I have a zip-file that I would like to unzip on Ubuntu with the correct filenames (they contain æ,ø,å).
What I have tried:
Everything works as expected and filenames are correct.
unzip file.zip
The characters æ,ø and å are missing from the filenames, where 'æ' has been replaces with 'C'.
I attempt to detect the encoding of the zip-file, but it doesn't seem to tell me anything.
file file.zip
I attempt to unpack the file using various encodings that are often used for æ,ø,å-containing texts.
unzip -O UTF-8 file.zip
unzip -O ISO-8859-1 file.zip
unzip -O windows-1257 file.zip
None work...
It is suggested that 7zip may fix the problem, but no..
7z x file.zip
It is suggested that I change the ubuntu language settings and then try again.
saveLang=$LANG
export LANG=da_DK
7z x file.zip
export LANG=$saveLang
This also does not work.
The unzip works correctly if I use Python3 for the purpose, but there must be an easier way?
import zipfile
with zipfile.ZipFile('file.zip', "r") as z:
z.extractall("/home/xxxx/")
I am considering finding a list of "ALL" encodings, and then just extracting the filenames and going through them manually. Something along the line of this...
while read p; do
echo "$p"
unzip -j -O $p file.zip
done <encodings.txt
Windows and Python3 seems to have some MAGIC under the hood that I cannot replicate. Do you guys have any suggestions to what this "MAGIC" is?

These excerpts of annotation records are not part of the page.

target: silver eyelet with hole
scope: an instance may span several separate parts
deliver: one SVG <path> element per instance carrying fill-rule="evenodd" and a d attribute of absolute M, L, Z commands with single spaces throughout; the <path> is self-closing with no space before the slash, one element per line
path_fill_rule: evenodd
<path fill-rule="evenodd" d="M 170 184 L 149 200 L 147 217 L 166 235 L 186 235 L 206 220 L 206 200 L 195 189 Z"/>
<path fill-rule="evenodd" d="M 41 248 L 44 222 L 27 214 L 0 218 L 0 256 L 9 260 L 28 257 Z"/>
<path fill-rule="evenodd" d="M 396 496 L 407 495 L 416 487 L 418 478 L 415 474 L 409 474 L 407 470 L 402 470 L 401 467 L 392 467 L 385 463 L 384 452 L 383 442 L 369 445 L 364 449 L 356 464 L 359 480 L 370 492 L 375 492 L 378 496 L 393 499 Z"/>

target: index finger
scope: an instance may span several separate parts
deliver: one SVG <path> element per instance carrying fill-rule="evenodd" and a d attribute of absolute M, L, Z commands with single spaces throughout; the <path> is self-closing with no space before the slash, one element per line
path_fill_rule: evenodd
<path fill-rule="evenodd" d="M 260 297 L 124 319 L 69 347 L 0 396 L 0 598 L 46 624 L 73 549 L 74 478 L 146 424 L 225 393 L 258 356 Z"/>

The key piece of information you provided was that unrar
on windows was able to create the filenames correctly. So unless unrar
is doing some encoding detection under the hood, that meant that there is a good chance that the encoding used in the zip files matches the default codepage used on your Windows setup.
Using chcp
on Windows you see that your codepage is
Active code page: 850
It's then a simple matter of telling unzip
that the encoding used in the zip file is CP850
unzip -O CP850 file.zip